Estimation of myocardial fibrosis in humans with dual energy CT

2018 
Abstract Background The current clinical standard for in vivo imaging of myocardial fibrosis is contrast-enhanced cardiac magnetic resonance (CMR). We sought to validate a novel non-contrast dual energy computed tomography (DECT) method to estimate myocardial fibrosis in patients undergoing CMR with contrast. Methods All subjects underwent non-contrast, prospectively-triggered cardiac DECT on a single source scanner with interleaved acquisition between tube voltages of 80 and 140 kVp. Monochromatic images were reconstructed at 11 energies spanning 40–140 keV; a region of interest (ROI) was drawn in the mid-inferoseptal segment, recording mean attenuation value in the ROI, at each energy level. Comparison was made to data from single energy (70 keV) image data. Linear discriminant analysis (LDA) was performed to compare the predictive capability of single vs. multi-energy inferoseptal segment CT attenuation on myocardial fibrosis by both visually assessed LGE (absent/present fibrosis) and CMR T1 mapping-derived myocardial extracellular volume fraction (ECV). Results The multi-energy CT/LDA approach performed better than a single energy approach to discriminate among LGE-CMR classes of present/absence myocardial fibrosis severity, demonstrating correct classification rates of 89% and 71%, respectively.
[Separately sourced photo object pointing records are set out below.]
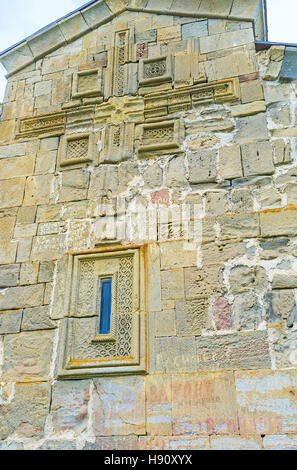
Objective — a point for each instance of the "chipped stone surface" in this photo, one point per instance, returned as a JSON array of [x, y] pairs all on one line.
[[266, 401], [204, 404], [247, 350], [70, 406], [119, 406]]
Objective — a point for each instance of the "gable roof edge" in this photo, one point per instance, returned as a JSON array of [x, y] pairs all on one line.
[[98, 12]]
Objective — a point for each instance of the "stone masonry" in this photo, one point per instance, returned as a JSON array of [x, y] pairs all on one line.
[[123, 113]]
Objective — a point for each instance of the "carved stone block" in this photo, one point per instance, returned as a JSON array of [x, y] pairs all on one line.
[[76, 150], [160, 138], [84, 351], [118, 143], [87, 83], [52, 124]]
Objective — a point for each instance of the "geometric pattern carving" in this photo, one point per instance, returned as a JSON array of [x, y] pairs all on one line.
[[83, 351], [121, 57], [118, 142], [87, 83], [155, 71], [167, 102], [76, 150], [118, 110], [44, 125], [160, 138]]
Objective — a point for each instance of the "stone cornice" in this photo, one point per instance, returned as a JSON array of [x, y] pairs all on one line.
[[95, 14]]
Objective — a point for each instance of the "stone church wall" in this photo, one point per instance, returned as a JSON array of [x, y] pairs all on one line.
[[158, 148]]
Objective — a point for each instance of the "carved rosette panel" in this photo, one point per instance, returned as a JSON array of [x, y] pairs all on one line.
[[155, 70], [118, 142], [81, 345]]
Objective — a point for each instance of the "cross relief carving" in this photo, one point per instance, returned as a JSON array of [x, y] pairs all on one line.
[[131, 103]]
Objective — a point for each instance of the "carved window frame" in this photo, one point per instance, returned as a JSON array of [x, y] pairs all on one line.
[[97, 91], [68, 365], [69, 163]]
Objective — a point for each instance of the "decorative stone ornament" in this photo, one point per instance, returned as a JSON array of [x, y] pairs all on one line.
[[77, 150], [121, 349], [155, 71], [160, 138], [87, 83]]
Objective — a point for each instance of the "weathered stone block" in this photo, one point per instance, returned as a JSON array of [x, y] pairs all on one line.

The multi-energy CT/LDA approach also performed better in correctly discriminating normal from elevated ECV, doing so in 89% of patients vs. correct distinction of normal/elevated ECV in only 70% using the single energy approach. Conclusions Non-contrast cardiac DECT with multi-energy analysis better classifies myocardial fibrosis and extracellular volume compared to what is feasible with non-contrast single energy cardiac CT. These data support further evaluation of this approach to noninvasively assess myocardial fibrosis.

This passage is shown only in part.